Four Winds Bermagui - Music In Nature

Bulwal
Buraadja

The Aboriginal People of the Far South Coast NSW are resilient and strong, creative and diverse.

They are the people that live between the mountains and the sea, the Black Duck people, the Yuin.

The Yuin Nation is made up of 13 major tribal groups.

Though the Elders of the Yuin nation lived through the chaos of colonisation, they have managed to preserve ancient creation stories. These stories are used to teach culture and to enrich our lives and those of our children as well as many other people living on Yuin Country, all those willing to listen and learn.

Bulwal Buraadja – Strong Tomorrow

Bulwal Buraadja is Four Winds’ commitment to ensuring the voice of the Yuin People is heard and celebrated throughout all our creative offerings.

Through Bulwal Buraadja we will support and showcase the vitality and creativity of the Aboriginal people of the NSW Far South Coast.

The program supports and presents community projects with the aim of revitalizing and strengthening Yuin cultural practice, language and creativity.

In partnership with the National Museum of Australia’s (NMA’s) Cultural Connections program, Four Winds now employs an Aboriginal Creative Producer to shepherd this incentive.

Visual artist Cheryl Davison has taken on this role. Under Cheryl’s direction Bulwal Buraadja is destined to be highly creative.

Four Winds supports Cheryl through access to quality musicians, imaginative producers and highly experienced event organisers. This provides an excellent platform for presenting language, stories, history and the aspirations of the Aboriginal people of the South Coast to the wider community.

Supporting this community to present their experiences creatively, turns them towards their culture.

This is what Yuin people have done for millennia — sung, danced, told stories, painted country and expressed Dreaming. In the words of Cheryl:

“creating and presenting works that tell old and new stories keeps us relevant and enduring as the oldest culture on earth”.

Bulwal Buraadja has seen the establishment of a Koori Community Choir. The choir known as Djinama Yilaga – Happy Ceremony – meets on a regular basis, thereby developing skills, repertoire and confidence to sing in front of audiences.

Bulwal Buraadja has also reignited the traditional skill of possum skin cloak making among our local community people. The white possum cloak is central to the identity of the Black Duck people and that of Mount Gulaga. The community recently recreated Gulaga’s white possum skin coat and a brown possum skin cloak for use in welcome ceremonies at Four Winds events. The cloak will also be available to all Yuin people for use at their welcome events.
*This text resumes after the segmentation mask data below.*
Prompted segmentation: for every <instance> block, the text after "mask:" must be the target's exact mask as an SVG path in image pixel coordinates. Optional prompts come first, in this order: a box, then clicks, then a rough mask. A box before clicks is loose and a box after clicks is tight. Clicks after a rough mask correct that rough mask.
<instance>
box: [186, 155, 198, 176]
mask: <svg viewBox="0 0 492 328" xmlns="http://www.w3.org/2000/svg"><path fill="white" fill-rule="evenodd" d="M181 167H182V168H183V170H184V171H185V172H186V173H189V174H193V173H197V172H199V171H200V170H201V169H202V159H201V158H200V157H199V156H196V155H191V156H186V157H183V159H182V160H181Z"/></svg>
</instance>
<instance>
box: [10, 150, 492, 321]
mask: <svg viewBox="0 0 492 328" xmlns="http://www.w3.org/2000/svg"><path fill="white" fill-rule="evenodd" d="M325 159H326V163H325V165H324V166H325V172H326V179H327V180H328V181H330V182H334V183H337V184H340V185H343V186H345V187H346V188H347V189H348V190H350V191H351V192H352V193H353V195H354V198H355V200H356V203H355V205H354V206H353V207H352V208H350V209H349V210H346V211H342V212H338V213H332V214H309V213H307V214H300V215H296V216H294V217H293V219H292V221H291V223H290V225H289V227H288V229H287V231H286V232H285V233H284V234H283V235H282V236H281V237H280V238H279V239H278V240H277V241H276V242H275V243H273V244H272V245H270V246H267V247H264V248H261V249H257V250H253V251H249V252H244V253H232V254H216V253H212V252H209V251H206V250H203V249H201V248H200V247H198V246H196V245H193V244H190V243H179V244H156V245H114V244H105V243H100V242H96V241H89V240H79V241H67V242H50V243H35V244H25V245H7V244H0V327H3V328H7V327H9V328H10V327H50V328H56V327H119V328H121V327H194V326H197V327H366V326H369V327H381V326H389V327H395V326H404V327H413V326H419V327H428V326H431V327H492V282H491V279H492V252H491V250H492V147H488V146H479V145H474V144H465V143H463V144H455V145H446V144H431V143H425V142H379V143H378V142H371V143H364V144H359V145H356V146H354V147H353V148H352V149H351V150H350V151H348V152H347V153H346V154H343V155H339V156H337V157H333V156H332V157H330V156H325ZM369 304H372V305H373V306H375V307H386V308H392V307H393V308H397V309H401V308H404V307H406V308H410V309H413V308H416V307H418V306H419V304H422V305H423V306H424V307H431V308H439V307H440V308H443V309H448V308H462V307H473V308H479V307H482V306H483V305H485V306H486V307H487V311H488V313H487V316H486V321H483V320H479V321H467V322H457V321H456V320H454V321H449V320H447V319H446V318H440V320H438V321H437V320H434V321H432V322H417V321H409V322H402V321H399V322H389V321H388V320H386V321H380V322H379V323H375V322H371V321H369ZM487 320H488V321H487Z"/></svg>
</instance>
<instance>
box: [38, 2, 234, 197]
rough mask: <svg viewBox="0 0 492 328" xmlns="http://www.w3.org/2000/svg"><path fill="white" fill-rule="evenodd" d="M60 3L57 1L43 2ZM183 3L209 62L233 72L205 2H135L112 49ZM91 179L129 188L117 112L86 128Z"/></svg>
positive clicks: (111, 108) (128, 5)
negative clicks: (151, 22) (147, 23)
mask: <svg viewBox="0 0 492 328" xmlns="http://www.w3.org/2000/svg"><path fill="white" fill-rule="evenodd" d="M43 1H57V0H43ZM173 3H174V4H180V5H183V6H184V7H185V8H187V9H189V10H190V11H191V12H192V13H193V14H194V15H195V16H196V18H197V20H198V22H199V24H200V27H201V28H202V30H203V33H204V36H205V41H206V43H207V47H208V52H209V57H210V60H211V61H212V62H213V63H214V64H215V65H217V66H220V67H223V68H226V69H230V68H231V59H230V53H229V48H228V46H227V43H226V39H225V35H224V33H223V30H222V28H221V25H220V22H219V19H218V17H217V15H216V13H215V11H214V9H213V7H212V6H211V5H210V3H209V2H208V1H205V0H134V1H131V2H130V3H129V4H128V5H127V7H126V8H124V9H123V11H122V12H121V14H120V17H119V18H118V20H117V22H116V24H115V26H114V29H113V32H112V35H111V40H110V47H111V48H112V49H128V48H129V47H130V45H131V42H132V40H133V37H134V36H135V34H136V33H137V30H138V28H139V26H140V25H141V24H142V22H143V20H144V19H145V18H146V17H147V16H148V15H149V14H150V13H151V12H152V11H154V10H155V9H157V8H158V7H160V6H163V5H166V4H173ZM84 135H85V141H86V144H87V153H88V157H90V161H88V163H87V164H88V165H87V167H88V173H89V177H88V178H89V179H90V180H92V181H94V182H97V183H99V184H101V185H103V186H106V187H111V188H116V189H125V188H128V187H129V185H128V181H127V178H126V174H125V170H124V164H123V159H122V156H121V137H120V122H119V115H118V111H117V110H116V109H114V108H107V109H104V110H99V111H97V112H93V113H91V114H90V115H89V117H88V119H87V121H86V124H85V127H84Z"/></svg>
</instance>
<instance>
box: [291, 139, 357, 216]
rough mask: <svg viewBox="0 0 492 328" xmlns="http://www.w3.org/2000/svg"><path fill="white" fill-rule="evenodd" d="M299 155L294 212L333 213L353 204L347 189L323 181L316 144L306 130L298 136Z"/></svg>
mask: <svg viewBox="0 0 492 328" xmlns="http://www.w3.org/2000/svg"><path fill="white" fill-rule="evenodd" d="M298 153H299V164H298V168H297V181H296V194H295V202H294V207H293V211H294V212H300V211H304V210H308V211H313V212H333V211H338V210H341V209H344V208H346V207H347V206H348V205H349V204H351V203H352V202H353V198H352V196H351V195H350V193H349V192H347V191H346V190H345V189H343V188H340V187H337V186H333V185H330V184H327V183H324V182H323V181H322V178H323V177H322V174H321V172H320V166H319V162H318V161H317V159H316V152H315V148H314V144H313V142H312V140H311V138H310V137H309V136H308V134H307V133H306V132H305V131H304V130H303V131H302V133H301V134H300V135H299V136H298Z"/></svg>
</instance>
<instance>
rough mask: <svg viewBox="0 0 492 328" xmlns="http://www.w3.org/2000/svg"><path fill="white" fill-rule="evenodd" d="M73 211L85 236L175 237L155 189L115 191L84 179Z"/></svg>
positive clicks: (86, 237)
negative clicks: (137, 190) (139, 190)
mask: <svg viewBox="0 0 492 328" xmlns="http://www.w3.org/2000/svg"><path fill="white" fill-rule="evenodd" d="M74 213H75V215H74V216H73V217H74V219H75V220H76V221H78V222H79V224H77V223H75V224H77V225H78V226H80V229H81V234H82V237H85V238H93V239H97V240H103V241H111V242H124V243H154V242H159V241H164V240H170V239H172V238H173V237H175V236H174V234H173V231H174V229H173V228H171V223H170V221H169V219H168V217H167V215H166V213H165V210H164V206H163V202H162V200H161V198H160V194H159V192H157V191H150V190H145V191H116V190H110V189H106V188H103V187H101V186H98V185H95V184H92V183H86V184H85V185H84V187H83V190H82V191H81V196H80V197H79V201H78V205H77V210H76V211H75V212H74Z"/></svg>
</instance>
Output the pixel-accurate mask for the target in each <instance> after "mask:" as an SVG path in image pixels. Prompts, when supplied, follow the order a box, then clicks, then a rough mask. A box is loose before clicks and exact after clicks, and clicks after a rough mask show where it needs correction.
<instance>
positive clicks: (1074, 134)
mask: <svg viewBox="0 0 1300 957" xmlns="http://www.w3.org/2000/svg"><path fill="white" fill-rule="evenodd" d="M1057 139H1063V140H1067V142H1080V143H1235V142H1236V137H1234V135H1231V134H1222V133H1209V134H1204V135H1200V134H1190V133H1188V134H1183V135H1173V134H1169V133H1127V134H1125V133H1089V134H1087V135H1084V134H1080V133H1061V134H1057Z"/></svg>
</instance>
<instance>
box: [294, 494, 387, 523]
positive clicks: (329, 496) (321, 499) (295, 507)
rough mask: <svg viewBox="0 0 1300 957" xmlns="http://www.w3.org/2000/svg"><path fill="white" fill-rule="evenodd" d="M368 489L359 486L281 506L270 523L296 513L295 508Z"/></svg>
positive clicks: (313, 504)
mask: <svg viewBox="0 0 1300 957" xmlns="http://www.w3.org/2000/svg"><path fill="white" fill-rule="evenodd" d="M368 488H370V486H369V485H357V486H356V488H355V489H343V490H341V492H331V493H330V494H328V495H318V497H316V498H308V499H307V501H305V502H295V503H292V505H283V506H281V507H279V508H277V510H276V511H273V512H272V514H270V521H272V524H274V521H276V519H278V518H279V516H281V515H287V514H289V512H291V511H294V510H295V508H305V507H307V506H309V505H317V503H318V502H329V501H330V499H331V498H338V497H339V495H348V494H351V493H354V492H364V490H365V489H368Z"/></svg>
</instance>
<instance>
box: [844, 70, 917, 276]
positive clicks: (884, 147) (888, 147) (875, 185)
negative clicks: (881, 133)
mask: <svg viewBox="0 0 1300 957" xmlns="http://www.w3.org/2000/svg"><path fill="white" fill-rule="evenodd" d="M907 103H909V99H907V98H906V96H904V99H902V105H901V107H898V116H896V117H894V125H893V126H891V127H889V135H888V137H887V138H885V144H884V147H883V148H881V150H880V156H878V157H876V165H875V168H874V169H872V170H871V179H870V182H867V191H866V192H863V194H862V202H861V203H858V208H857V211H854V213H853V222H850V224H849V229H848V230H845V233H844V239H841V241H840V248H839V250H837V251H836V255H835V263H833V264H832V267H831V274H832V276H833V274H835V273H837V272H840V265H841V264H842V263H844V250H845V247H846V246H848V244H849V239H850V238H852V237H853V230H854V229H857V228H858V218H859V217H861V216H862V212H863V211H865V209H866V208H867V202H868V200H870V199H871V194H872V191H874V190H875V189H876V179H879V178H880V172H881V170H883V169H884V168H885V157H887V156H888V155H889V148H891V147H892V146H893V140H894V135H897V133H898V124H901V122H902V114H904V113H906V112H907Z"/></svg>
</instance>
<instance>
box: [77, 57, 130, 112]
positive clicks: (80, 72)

Bulwal Buraadja will also see the creation of wonderful, new choreography and dance that will bring ancient stories to life and reinforce their relevance.

To date the choir has written four songs with the assistance of Lou Bennett, formally of Tiddas. Further songs have been commissioned using the skills of Emma Donovan and Eric Avery. Through this project, community will learn and revitalise Dhurga and Djiringanj language through song.

Due to the 2020 lockdowns, it was decided to develop the songs and their performance into a film project, four music clips, called Bagan • Barra Barra • Mirriwarr (Land, Sea, Sky).

These stunning video works feature the Djinama Yilaga Choir, the possum skin cloaks and black cockatoo flags made for the project, and celebrate the Dhurga language and pristine natural world of our region. The films will be premiered at the 2021 Easter Festival.

“Bulwal Buraadja will bring South Coast Aboriginal culture to life; it will not be in a museum, but dancing about, informing audiences and inspiring our people and the community we live in – helping us stand tall.”

Cheryl Davison

Aboriginal Creative Producer, Four Winds

Cultural affiliations / language group:

Walbunja and Ngarigo

Community focus: 

Yuin country, Narooma to Eden

Cheryl Davison is a Walbunja, Ngarigo woman. As a child she spent precious time sitting next to her grandfather in his old wooden boat on the shores of Wallaga Lake, just north of Bermagui on the Far South Coast of NSW.

Cheryl’s grandmother was a Ngarigo woman from the Snowy Mountains region. As a young child Cheryl’s grandmother was stolen away from country, and she never had the chance to return home in her lifetime.

Cheryl feels privileged to have grown up around many of her Elders and the community, listening to stories of the Yuin people.

Cheryl has studied and taught visual arts, graphic arts and printmaking. It was these foundations that shaped her life and fostered the artist and storyteller she has become, now exhibiting nationally and internationally.

Cheryl also sits on the Gulaga National Park Board of Management, which governs the direction of care of the Yuin people’s beloved and sacred mountain.

Cheryl is dedicated to her people, committed to healing the rifts caused by Australia’s devastating colonisation and is steadfast in honouring the Elders’ visions for her people and culture – to be united and strong – reasserting themselves in a world, that is in desperate need of this ancient wisdom.